Control Flow¶

This guide covers the control‑flow primitives in TileLang and how they lower to efficient GPU code. You will use these to structure loops, handle boundaries, and express pipelined compute.

Overview¶

Conditionals: if / elif / else, ternary (x if c else y)
Loops: T.serial, T.unroll, T.Parallel, T.Pipelined
While loops: while with a TIR condition
Flow control: Python break / continue
Safety: automatic OOB guards via the LegalizeSafeMemoryAccess pass

The examples assume import tilelang.language as T.

Conditionals¶

Standard Python if/elif/else is supported inside @T.prim_func kernels. Conditions should be TIR expressions (e.g., i < N). Python plain booleans are treated as compile‑time constants and will be folded.

for i in T.serial(N):
    if i < N:            # TIR condition
        C[i] = A[i] + B[i]
    else:
        pass

# Ternary
x = (A[i] if i < N else 0)

Short‑circuit boolean ops are supported. For multi‑dimensional bounds, use T.any_of / T.all_of for clarity:

if T.all_of(i < M, j < N):
    C[i, j] = A[i, j] + B[i, j]

Boundary handling note

The LegalizeSafeMemoryAccess pass automatically inserts guards when an access may be out‑of‑bounds, and elides them when proven safe. You can often omit explicit if checks for simple edge handling, but keep them when you need custom logic or clarity.

Loops¶

Serial¶

T.serial creates a plain for‑loop. Common forms:

for i in T.serial(N):
    ...                     # 0..N-1

for i in T.serial(0, N, 2):
    ...                     # 0, 2, 4, ...

Unroll¶

T.unroll requests loop unrolling for small trip counts.

for k in T.unroll(K_TILE):
    acc += a[k] * b[k]

Advanced: TileLang forwards unroll hints to TIR; factor/explicit knobs are available for expert tuning.

Parallel (elementwise)¶

T.Parallel(ext0, ext1, ...) builds nested loops that map well to elementwise operations. The body receives all indices in one for header:

for i, j in T.Parallel(M, N):
    C[i, j] = A[i, j] + B[i, j]

Optional hints:

coalesced_width= controls memory coalescing width (used for vectorization checks).
loop_layout= accepts a T.Fragment to annotate the layout of the entire nested parallel loop. The annotation is attached to the outermost loop only and must have InputDim == number of nested parallel extents.

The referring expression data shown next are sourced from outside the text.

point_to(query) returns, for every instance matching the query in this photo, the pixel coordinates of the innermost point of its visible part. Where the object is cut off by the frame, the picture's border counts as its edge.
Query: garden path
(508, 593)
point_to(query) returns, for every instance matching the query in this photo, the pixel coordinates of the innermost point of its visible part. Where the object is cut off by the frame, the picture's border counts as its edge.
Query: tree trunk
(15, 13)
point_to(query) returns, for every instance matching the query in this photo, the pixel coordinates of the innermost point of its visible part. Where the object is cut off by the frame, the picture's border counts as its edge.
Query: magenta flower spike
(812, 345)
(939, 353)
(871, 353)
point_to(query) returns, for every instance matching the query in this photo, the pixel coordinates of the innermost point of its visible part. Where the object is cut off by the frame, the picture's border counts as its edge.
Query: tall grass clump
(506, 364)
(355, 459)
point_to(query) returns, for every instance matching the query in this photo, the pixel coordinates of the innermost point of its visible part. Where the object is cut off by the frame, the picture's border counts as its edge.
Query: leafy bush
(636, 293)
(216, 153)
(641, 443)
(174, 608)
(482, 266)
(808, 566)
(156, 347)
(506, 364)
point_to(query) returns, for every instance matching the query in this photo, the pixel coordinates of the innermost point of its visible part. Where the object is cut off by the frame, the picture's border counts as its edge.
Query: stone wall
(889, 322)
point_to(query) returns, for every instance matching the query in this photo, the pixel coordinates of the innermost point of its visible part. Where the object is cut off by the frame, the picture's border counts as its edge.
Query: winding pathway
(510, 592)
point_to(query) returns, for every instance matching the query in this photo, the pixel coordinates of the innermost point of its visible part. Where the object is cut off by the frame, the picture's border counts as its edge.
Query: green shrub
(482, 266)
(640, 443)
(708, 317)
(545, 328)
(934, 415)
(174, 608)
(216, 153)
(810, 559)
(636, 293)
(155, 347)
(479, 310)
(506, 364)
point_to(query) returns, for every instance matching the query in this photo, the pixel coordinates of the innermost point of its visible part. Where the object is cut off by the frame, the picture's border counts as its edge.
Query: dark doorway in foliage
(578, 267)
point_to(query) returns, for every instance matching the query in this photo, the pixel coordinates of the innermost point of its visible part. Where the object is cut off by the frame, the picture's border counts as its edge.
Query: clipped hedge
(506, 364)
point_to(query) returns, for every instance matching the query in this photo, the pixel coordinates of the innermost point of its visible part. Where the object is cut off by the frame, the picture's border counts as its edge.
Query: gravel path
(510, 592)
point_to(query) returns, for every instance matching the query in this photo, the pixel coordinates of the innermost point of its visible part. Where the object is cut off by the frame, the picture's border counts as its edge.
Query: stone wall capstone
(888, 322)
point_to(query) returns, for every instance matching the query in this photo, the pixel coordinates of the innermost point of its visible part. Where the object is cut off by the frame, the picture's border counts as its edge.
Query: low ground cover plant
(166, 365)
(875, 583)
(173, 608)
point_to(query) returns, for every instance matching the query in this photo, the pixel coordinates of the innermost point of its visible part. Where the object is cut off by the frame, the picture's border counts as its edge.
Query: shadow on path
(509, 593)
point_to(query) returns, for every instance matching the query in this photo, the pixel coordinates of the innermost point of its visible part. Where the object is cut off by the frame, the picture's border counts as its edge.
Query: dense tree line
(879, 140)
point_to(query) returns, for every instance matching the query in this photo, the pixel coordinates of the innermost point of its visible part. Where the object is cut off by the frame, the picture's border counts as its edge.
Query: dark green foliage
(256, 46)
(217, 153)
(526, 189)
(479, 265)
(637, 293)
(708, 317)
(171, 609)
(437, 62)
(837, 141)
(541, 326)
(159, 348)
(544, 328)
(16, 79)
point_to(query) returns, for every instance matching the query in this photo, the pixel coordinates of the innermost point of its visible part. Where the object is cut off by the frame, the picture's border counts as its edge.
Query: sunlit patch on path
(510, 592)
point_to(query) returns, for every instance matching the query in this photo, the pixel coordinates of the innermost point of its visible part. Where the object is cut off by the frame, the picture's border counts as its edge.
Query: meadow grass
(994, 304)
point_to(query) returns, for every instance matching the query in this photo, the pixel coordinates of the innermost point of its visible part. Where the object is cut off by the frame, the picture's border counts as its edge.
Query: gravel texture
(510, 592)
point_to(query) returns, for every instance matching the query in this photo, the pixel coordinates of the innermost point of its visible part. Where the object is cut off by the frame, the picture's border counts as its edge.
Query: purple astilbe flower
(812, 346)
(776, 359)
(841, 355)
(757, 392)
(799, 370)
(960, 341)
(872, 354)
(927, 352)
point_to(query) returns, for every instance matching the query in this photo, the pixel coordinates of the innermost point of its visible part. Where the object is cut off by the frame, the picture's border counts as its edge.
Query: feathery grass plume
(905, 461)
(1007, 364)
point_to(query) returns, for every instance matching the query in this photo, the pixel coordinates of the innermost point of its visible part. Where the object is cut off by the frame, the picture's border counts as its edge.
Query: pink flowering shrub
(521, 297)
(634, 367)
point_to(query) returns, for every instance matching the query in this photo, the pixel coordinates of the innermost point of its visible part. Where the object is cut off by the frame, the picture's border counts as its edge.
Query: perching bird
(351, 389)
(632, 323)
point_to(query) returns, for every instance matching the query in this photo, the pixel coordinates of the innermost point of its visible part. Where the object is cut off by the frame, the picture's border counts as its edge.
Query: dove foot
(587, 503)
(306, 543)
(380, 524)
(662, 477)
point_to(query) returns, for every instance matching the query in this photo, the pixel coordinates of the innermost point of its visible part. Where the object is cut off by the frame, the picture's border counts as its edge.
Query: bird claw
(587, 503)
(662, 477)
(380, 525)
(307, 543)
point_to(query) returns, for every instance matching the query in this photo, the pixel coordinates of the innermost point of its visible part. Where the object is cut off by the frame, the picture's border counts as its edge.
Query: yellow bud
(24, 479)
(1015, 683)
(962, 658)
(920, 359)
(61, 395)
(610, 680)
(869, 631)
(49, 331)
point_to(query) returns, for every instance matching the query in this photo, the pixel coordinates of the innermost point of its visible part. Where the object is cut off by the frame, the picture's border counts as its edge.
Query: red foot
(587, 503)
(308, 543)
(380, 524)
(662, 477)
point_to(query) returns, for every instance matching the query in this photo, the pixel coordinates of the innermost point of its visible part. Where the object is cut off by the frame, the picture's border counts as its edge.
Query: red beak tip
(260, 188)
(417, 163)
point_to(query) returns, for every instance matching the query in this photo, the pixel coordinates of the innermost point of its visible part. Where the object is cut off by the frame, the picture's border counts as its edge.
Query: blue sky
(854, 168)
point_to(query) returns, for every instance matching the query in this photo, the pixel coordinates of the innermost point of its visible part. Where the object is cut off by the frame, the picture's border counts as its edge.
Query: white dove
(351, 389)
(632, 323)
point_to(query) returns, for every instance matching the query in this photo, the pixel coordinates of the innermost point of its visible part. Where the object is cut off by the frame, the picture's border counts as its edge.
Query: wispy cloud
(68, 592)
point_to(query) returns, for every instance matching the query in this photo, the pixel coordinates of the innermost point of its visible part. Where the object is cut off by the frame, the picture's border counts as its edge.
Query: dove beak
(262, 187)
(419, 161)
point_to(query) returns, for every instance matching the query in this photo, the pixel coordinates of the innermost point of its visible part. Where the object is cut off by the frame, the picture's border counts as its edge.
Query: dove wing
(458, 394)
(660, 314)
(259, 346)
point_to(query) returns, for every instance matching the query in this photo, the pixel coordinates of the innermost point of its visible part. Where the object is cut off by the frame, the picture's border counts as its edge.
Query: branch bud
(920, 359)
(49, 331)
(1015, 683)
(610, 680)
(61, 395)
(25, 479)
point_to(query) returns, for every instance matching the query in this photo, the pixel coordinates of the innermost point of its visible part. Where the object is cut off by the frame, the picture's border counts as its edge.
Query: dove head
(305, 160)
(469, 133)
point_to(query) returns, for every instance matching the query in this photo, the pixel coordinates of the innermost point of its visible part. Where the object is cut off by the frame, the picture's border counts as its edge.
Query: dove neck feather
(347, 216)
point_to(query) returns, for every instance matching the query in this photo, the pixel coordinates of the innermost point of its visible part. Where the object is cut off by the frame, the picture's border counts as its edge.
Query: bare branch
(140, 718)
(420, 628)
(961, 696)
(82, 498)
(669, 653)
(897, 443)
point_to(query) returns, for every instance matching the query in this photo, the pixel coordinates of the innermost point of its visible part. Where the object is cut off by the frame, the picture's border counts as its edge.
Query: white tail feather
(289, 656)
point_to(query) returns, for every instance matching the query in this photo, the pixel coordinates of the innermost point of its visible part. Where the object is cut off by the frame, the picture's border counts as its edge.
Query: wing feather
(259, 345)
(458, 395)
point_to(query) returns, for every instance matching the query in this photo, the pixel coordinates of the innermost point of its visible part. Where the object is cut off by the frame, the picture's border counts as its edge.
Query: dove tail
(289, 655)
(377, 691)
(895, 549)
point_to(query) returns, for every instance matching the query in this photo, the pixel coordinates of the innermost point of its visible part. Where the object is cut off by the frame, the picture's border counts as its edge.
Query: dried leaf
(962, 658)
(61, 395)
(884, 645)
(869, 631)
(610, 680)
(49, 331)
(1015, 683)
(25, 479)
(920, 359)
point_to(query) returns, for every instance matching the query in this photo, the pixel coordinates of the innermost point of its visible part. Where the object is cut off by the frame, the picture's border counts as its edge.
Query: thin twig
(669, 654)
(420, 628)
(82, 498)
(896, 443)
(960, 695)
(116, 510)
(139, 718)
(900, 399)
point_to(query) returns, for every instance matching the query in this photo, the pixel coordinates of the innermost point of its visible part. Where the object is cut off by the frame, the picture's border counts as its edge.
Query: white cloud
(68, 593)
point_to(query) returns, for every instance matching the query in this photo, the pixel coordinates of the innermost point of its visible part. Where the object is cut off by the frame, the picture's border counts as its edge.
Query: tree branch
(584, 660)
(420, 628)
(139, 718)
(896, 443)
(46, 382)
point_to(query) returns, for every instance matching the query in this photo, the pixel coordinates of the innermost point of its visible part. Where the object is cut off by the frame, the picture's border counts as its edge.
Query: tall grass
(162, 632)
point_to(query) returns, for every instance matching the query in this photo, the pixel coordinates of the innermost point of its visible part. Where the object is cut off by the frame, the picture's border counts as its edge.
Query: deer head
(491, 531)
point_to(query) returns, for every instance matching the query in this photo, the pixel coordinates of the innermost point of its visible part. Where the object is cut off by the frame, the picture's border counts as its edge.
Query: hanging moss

Pipelined (software pipelining)¶

T.Pipelined(iters, num_stages=...) overlaps producer/consumer stages (e.g., Global→Shared copies with compute). This is the backbone of GEMM/attention pipelines.

for ko in T.Pipelined(T.ceildiv(K, BK), num_stages=3):
    T.copy(A[by * BM, ko * BK], A_s)  # stage: copy A tile
    T.copy(B[ko * BK, bx * BN], B_s)  # stage: copy B tile
    T.gemm(A_s, B_s, C_f)             # stage: compute

Persistent (advanced)¶

T.Persistent(domain, wave_size, index, group_size=...) exposes persistent thread‑block style looping. It is an advanced construct that TileLang lowers in later passes and is typically used by specialized templates.

While Loops¶

while is supported when the condition is a TIR expression. Avoid infinite loops; TileLang will error if it detects a constant‑true condition.

i = 0
while i < N:
    ...
    if done:
        break
    i += 1

Break and Continue¶

Use Python break/continue to exit or skip within T.serial/T.unroll/ T.Parallel/while loops. Keep the body clean after a break/continue for readability; the compiler will ignore the dead path.

Putting It Together: Residual Tile Handling¶

Below is a typical edge pattern for a 2D kernel. With LegalizeSafeMemoryAccess, the explicit guard can be omitted when you don’t need a custom edge path.

for i, j in T.Parallel(M, N):
    gi = by * BM + i
    gj = bx * BN + j
    if T.all_of(gi < M, gj < N):     # optional in many cases
        C[gi, gj] = A[gi, gj] + B[gi, gj]

Debugging Conditions¶

Use T.print to inspect values under predicates. For buffers, TileLang prints from a single thread to avoid duplicate outputs.

if i == 0:
    T.print(C, msg='C tile:')